Description
Grand in-folio, (2)-240 pp., demi-parchemin blanc avec pièce de titre bordeaux, plats de papier estampé rose, petites taches au dos, rares feuilles avec taches marginales ou fentes marginales (reliure moderne).
ÉDITION ORIGINALE, RARE.
IMPORTANTE ILLUSTRATION GRAVÉE SUR CUIVRE, D'APRÈS LES DESSINS DE CLAUDE-NICOLAS LEDOUX (sauf une), par plusieurs artistes, comprenant 126 cuivres estampés sur 116 feuillets de planches hors texte, soit: un titrefrontispice avec portrait non numéroté, un titre (portant le n° 1), une dédicace au tsar Alexandre Ier (comptant pour le n° 2) et 123 compositions numérotées 3 à 125 estampées sur 113 feuillets, sachant que 10 de ces feuillets portent chacun 2 cuivres numérotés (Berlin Katalog, n° 2448; Millard, n° 91).
La célèbre planche symbolique de l'oeil du théâtre de Besançon, seule gravée à la manière noire, a probablement été réalisée par Ledoux lui-même.
EXEMPLAIRE À TOUTES MARGES (environ 59 x 41 cm), sauf pour la planche n° 85-86 et les cahiers de texte 48 à 54 provenant d'un autre exemplaire avec marges rognées légèrement plus court.
UN OUVRAGE CAPITAL DANS L'HISTOIRE MONDIALE DE L'ARCHITECTURE, à la fois témoignage sur son oeuvre réalisé ou projeté (avec formes néanmoins idéalisées) et représentation de tout type d'architecture, traité théorique proposant une synthèse des principaux courants architecturaux, “voyage pittoresque” à travers une cité imaginaire, essai utopique sur les sciences sociales, politiques et naturelles, mais aussi poème lyrique exaltant l'architecture.
TRENTE ANNÉES D'ÉLABORATION: Claude-Nicolas Ledoux commença dès 1773, année de son entrée à l'Académie d'architecture, à faire exécuter des gravures de ses travaux, mais c'est vers 1780 qu'il envisagea de publier des oeuvres complètes.
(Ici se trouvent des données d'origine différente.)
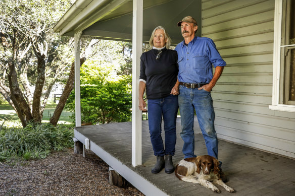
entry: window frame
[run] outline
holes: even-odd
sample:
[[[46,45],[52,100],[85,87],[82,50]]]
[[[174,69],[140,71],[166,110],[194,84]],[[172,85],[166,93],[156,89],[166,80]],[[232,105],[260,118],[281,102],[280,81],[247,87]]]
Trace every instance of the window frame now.
[[[282,35],[283,0],[275,0],[274,10],[274,29],[273,42],[273,75],[272,86],[272,105],[269,108],[275,110],[295,112],[295,105],[279,103],[280,83],[284,79],[280,78],[281,46]]]

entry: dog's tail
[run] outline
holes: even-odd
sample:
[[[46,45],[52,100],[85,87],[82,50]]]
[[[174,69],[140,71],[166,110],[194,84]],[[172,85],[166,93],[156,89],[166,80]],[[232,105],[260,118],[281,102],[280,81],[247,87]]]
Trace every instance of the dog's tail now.
[[[178,172],[178,168],[179,168],[179,164],[176,165],[176,166],[175,166],[175,176],[176,176],[176,177],[177,178],[178,178],[179,179],[180,179],[180,180],[182,180],[182,178],[184,177],[186,177],[184,175],[180,175],[179,174],[179,172]]]
[[[182,176],[180,175],[179,174],[178,174],[178,173],[177,173],[178,168],[178,164],[176,165],[176,166],[175,166],[175,176],[176,176],[177,177],[177,178],[178,178],[179,179],[181,180],[181,177]]]
[[[182,177],[181,179],[181,180],[188,182],[200,183],[199,181],[198,180],[198,178],[192,175]]]

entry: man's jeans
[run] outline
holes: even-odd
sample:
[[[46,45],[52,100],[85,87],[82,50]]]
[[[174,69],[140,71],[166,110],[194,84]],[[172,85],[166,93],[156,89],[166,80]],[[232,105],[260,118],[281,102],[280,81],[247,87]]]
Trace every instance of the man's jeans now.
[[[178,110],[177,97],[178,96],[170,95],[161,99],[148,100],[149,128],[155,156],[174,155],[176,143],[176,116]],[[165,130],[165,150],[161,135],[162,114]]]
[[[180,85],[178,102],[181,120],[180,136],[184,144],[184,158],[195,157],[193,118],[194,108],[208,155],[218,158],[218,140],[214,128],[214,109],[210,92]]]

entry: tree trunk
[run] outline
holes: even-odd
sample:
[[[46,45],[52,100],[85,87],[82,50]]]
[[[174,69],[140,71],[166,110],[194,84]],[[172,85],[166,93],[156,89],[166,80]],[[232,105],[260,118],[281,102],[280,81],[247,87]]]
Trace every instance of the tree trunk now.
[[[37,57],[38,65],[37,66],[37,81],[36,87],[34,91],[34,99],[33,99],[33,118],[35,122],[41,122],[42,118],[40,113],[41,107],[41,96],[42,91],[45,82],[45,55],[39,54]]]
[[[84,62],[85,62],[85,60],[86,58],[85,57],[80,58],[80,67],[81,67]],[[62,112],[63,111],[64,107],[65,107],[65,105],[66,105],[67,100],[69,98],[69,96],[70,96],[70,93],[71,93],[71,92],[74,88],[74,82],[75,62],[74,62],[73,63],[72,63],[71,71],[70,72],[70,74],[69,75],[69,78],[68,79],[68,81],[67,81],[67,83],[65,86],[65,89],[63,91],[63,94],[62,94],[62,96],[60,99],[60,101],[57,105],[53,115],[50,118],[50,122],[55,126],[56,126],[57,124],[59,119],[60,119],[60,117],[61,116]]]
[[[7,102],[9,103],[10,105],[13,108],[13,109],[16,111],[16,108],[12,102],[12,100],[10,98],[10,97],[9,95],[10,95],[10,91],[9,90],[9,88],[8,88],[5,85],[3,85],[2,83],[0,81],[0,93]]]
[[[12,62],[10,64],[8,81],[11,93],[10,98],[16,109],[16,111],[21,120],[22,124],[23,127],[25,127],[27,125],[28,122],[32,119],[31,109],[27,103],[19,88],[14,64]]]

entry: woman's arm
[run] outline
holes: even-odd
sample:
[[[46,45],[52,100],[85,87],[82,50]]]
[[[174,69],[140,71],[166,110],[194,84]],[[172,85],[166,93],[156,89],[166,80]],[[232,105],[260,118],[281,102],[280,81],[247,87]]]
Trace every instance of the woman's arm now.
[[[143,93],[145,90],[145,83],[142,81],[139,81],[139,96],[138,97],[138,100],[139,101],[139,104],[138,107],[139,110],[141,111],[146,111],[146,109],[145,107],[146,106],[145,102],[143,100]]]

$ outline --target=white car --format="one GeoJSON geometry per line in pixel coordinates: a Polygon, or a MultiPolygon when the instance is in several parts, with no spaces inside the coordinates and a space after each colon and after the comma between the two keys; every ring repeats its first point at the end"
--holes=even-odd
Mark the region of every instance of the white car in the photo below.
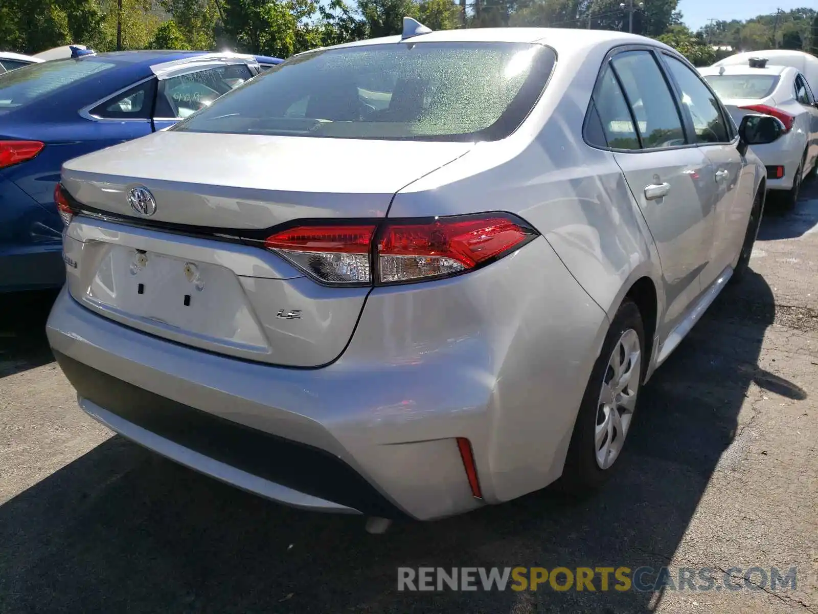
{"type": "Polygon", "coordinates": [[[13,52],[0,52],[0,74],[14,70],[16,68],[22,68],[29,64],[38,64],[42,61],[45,61],[34,56],[25,56],[13,52]]]}
{"type": "Polygon", "coordinates": [[[593,488],[747,270],[784,130],[650,38],[407,18],[66,161],[48,340],[94,418],[296,507],[593,488]]]}
{"type": "Polygon", "coordinates": [[[753,113],[784,123],[787,132],[781,138],[753,151],[766,166],[767,188],[781,192],[785,206],[794,207],[802,180],[818,172],[818,106],[807,79],[798,69],[771,65],[762,56],[699,72],[736,124],[753,113]]]}

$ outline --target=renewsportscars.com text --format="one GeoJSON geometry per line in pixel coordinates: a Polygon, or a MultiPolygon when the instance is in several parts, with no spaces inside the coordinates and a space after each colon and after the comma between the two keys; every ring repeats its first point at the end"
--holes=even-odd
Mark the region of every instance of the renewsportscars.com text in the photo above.
{"type": "Polygon", "coordinates": [[[398,589],[794,590],[798,569],[778,567],[398,567],[398,589]]]}

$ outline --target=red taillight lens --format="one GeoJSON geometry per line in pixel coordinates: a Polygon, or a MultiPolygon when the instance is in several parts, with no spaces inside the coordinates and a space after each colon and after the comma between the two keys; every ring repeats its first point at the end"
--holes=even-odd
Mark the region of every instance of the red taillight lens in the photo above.
{"type": "Polygon", "coordinates": [[[438,218],[423,224],[387,223],[378,242],[379,281],[393,283],[461,273],[534,234],[499,215],[438,218]]]}
{"type": "Polygon", "coordinates": [[[56,210],[59,212],[60,217],[62,218],[63,223],[68,226],[71,223],[71,219],[74,219],[74,211],[71,210],[71,204],[65,196],[65,189],[61,183],[57,183],[54,187],[54,202],[56,203],[56,210]]]}
{"type": "Polygon", "coordinates": [[[369,283],[375,224],[298,226],[264,240],[264,246],[327,283],[369,283]]]}
{"type": "Polygon", "coordinates": [[[39,141],[0,141],[0,169],[31,160],[44,147],[39,141]]]}
{"type": "MultiPolygon", "coordinates": [[[[271,235],[264,246],[321,282],[371,283],[375,223],[296,226],[271,235]]],[[[384,220],[377,233],[380,283],[401,283],[463,273],[537,236],[508,214],[384,220]]]]}
{"type": "Polygon", "coordinates": [[[781,120],[784,124],[784,132],[789,132],[795,124],[795,117],[786,113],[780,109],[768,105],[750,105],[748,106],[739,106],[743,111],[752,111],[753,113],[761,113],[765,115],[772,115],[781,120]]]}
{"type": "Polygon", "coordinates": [[[469,481],[472,496],[475,499],[483,499],[480,481],[477,479],[477,467],[474,464],[474,454],[471,450],[471,442],[465,437],[457,437],[457,449],[461,452],[461,459],[463,461],[463,468],[465,469],[465,476],[469,481]]]}

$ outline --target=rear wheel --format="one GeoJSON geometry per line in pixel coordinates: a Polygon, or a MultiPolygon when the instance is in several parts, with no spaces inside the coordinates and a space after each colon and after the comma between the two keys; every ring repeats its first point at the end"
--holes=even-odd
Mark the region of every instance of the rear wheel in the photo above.
{"type": "Polygon", "coordinates": [[[803,162],[798,165],[798,168],[795,171],[795,177],[793,178],[793,187],[789,191],[782,194],[784,198],[781,205],[787,211],[792,211],[795,209],[795,205],[798,201],[798,193],[801,192],[801,171],[803,169],[802,165],[803,162]]]}
{"type": "MultiPolygon", "coordinates": [[[[806,155],[804,156],[804,163],[806,164],[806,155]]],[[[807,179],[814,179],[816,177],[818,177],[818,157],[816,158],[815,164],[812,165],[812,168],[810,169],[810,172],[807,174],[807,179]]]]}
{"type": "Polygon", "coordinates": [[[570,492],[597,488],[609,478],[631,428],[645,364],[639,308],[622,304],[608,330],[579,408],[560,485],[570,492]]]}
{"type": "Polygon", "coordinates": [[[740,282],[749,267],[753,246],[756,242],[756,237],[758,236],[758,228],[762,225],[762,216],[764,214],[764,194],[765,189],[759,188],[753,201],[753,209],[750,210],[750,219],[747,222],[747,232],[744,233],[744,242],[741,246],[739,261],[735,269],[733,269],[733,276],[730,278],[733,283],[740,282]]]}

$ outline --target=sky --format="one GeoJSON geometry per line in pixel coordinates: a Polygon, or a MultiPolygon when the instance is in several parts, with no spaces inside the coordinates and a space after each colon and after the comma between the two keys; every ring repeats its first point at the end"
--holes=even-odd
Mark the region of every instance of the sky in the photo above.
{"type": "Polygon", "coordinates": [[[731,19],[746,20],[757,15],[772,13],[775,8],[789,11],[802,7],[814,6],[815,0],[778,0],[775,4],[765,0],[679,0],[678,10],[682,20],[695,32],[708,23],[708,19],[730,21],[731,19]]]}

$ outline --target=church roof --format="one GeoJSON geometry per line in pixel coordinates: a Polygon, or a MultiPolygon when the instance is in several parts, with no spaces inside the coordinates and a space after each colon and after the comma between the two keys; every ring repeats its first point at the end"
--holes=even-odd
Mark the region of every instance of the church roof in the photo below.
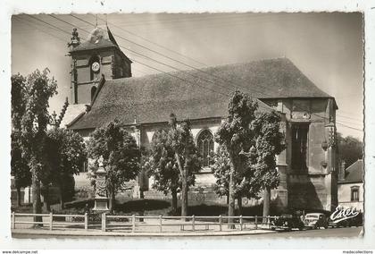
{"type": "MultiPolygon", "coordinates": [[[[158,73],[106,80],[91,110],[69,128],[96,128],[114,118],[125,124],[133,123],[135,117],[138,123],[144,123],[167,122],[171,112],[179,120],[223,117],[228,114],[229,94],[223,86],[234,90],[235,84],[257,98],[331,97],[288,59],[268,59],[175,72],[171,75],[158,73]]],[[[271,109],[261,101],[259,105],[260,110],[271,109]]]]}
{"type": "Polygon", "coordinates": [[[87,39],[79,46],[73,47],[71,53],[111,47],[119,47],[119,45],[109,28],[96,27],[88,35],[87,39]]]}
{"type": "Polygon", "coordinates": [[[357,160],[346,169],[344,182],[363,182],[363,161],[362,159],[357,160]]]}

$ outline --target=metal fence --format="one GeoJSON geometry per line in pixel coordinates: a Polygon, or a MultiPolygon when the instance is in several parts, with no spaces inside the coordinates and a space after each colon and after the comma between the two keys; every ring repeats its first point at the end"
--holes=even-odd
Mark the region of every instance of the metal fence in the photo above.
{"type": "Polygon", "coordinates": [[[114,216],[105,213],[101,215],[100,221],[90,222],[89,216],[85,215],[54,215],[50,214],[19,214],[12,213],[12,228],[18,224],[47,225],[49,230],[57,227],[75,229],[96,229],[106,231],[136,232],[181,232],[181,231],[228,231],[228,230],[257,230],[269,229],[271,222],[277,216],[114,216]],[[42,222],[20,221],[20,217],[41,216],[42,222]],[[63,217],[64,221],[55,221],[63,217]],[[46,221],[43,221],[46,218],[46,221]],[[71,218],[71,219],[69,219],[71,218]],[[79,220],[79,221],[73,221],[79,220]],[[83,218],[83,219],[82,219],[83,218]],[[83,222],[82,222],[83,220],[83,222]]]}

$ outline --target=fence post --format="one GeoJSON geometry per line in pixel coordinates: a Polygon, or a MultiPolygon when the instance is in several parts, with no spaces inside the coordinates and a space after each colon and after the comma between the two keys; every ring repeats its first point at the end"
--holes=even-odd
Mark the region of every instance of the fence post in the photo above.
{"type": "Polygon", "coordinates": [[[88,213],[85,213],[85,230],[88,230],[88,213]]]}
{"type": "Polygon", "coordinates": [[[105,213],[102,214],[102,231],[105,232],[106,231],[106,215],[105,213]]]}
{"type": "Polygon", "coordinates": [[[219,229],[220,229],[220,231],[221,231],[222,230],[222,216],[221,216],[221,215],[220,215],[219,216],[219,229]]]}
{"type": "Polygon", "coordinates": [[[159,231],[162,231],[162,216],[159,216],[159,231]]]}
{"type": "Polygon", "coordinates": [[[49,230],[52,230],[52,224],[54,223],[54,216],[49,213],[49,230]]]}
{"type": "Polygon", "coordinates": [[[15,214],[14,212],[12,212],[12,228],[15,228],[15,214]]]}
{"type": "Polygon", "coordinates": [[[136,232],[136,215],[134,214],[131,216],[131,223],[132,223],[131,232],[135,233],[136,232]]]}

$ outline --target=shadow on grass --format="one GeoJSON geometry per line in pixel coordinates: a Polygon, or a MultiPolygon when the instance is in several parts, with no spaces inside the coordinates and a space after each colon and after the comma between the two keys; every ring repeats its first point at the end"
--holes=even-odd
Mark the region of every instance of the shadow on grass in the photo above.
{"type": "MultiPolygon", "coordinates": [[[[138,199],[129,200],[122,204],[116,204],[114,210],[116,212],[123,213],[142,213],[145,211],[157,211],[165,210],[171,208],[171,202],[167,200],[160,199],[138,199]]],[[[162,214],[166,211],[162,211],[162,214]]]]}

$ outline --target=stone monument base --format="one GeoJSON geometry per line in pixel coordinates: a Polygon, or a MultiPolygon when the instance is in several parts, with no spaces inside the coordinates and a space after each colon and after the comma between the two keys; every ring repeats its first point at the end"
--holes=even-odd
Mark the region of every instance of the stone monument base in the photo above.
{"type": "Polygon", "coordinates": [[[95,199],[95,207],[93,208],[95,212],[108,212],[108,199],[106,198],[96,198],[95,199]]]}

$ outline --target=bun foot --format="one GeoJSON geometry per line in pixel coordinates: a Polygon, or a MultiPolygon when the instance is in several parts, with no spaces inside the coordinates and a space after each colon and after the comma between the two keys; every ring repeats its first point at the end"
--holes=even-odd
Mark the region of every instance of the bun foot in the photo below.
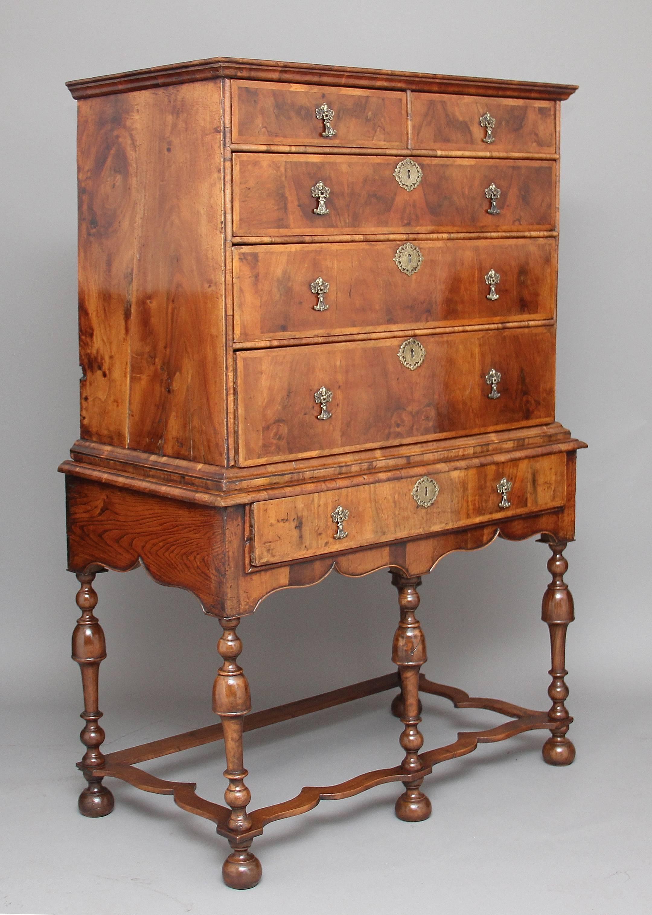
{"type": "Polygon", "coordinates": [[[251,889],[262,877],[261,862],[247,848],[234,848],[222,865],[222,879],[231,889],[251,889]]]}
{"type": "Polygon", "coordinates": [[[548,737],[541,755],[549,766],[570,766],[575,759],[575,748],[568,737],[548,737]]]}
{"type": "Polygon", "coordinates": [[[406,788],[394,804],[394,811],[400,820],[405,823],[421,823],[433,813],[433,805],[420,788],[406,788]]]}
{"type": "MultiPolygon", "coordinates": [[[[397,693],[394,698],[391,700],[391,705],[390,710],[395,718],[402,718],[405,715],[405,703],[403,702],[403,694],[397,693]]],[[[421,699],[419,700],[419,715],[423,711],[423,706],[422,705],[421,699]]]]}
{"type": "Polygon", "coordinates": [[[113,809],[115,801],[102,781],[90,781],[80,794],[78,806],[82,816],[106,816],[113,809]]]}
Le large succès qu'il rencontrait dans sa pratique d'architecte lui garantissait les moyens financiers pour mener à ses frais une entreprise éditoriale de grande ampleur, sans contrainte de temps, en toute liberté d'expression, avec l'aide des meilleurs graveurs d'architecture.
Au fur et à mesure de la maturation de ses idées, il n'hésita pas à faire regraver certaines planches déjà réalisées pour les rendre plus adéquates à sa pensée, et ce n'est que vers 1793-1794 qu'il arrêta la forme définitive que devait prendre son testament architectural, décidant notamment d'inverser le rapport des images au texte: les planches devait désormais venir en appui d'un texte à l'importance devenue primordiale. Il conçut un plan en cinq volumes, dont seul le premier parut de son vivant, en 1804, deux ans avant sa mort. Deux suites de planches inédites seraient publiées en 1847 et en 1991.
ARCHITECTE, DESSINATEUR, PHILOSOPHE ET POÈTE VISIONNAIRE, CLAUDE-NICOLAS LEDOUX (1736-1806) fut architecte ingénieur des Eaux et Forêts (1764), inspecteur des Salines de Lorraine et de Franche-Comté (1771), architecte du roi, membre de l'Académie royale d'architecture et architecte de la Ferme générale (1773). Tout au long de sa carrière, il partagea son activité entre les commandes privées ou publiques, les oeuvres modestes ou prestigieuses, destinées à toutes sortes de fonctions: églises de village, hôtels et châteaux particuliers pour l'aristocratie, prison, théâtre, grenier à sel, Saline royale d'Arc-et-Senans dans l'actuel Doubs, urbanisme paysager des quartiers nordouest de Paris, mur d'enceinte de Paris dit des fermiers généraux avec ses pavillons ou «barrières»...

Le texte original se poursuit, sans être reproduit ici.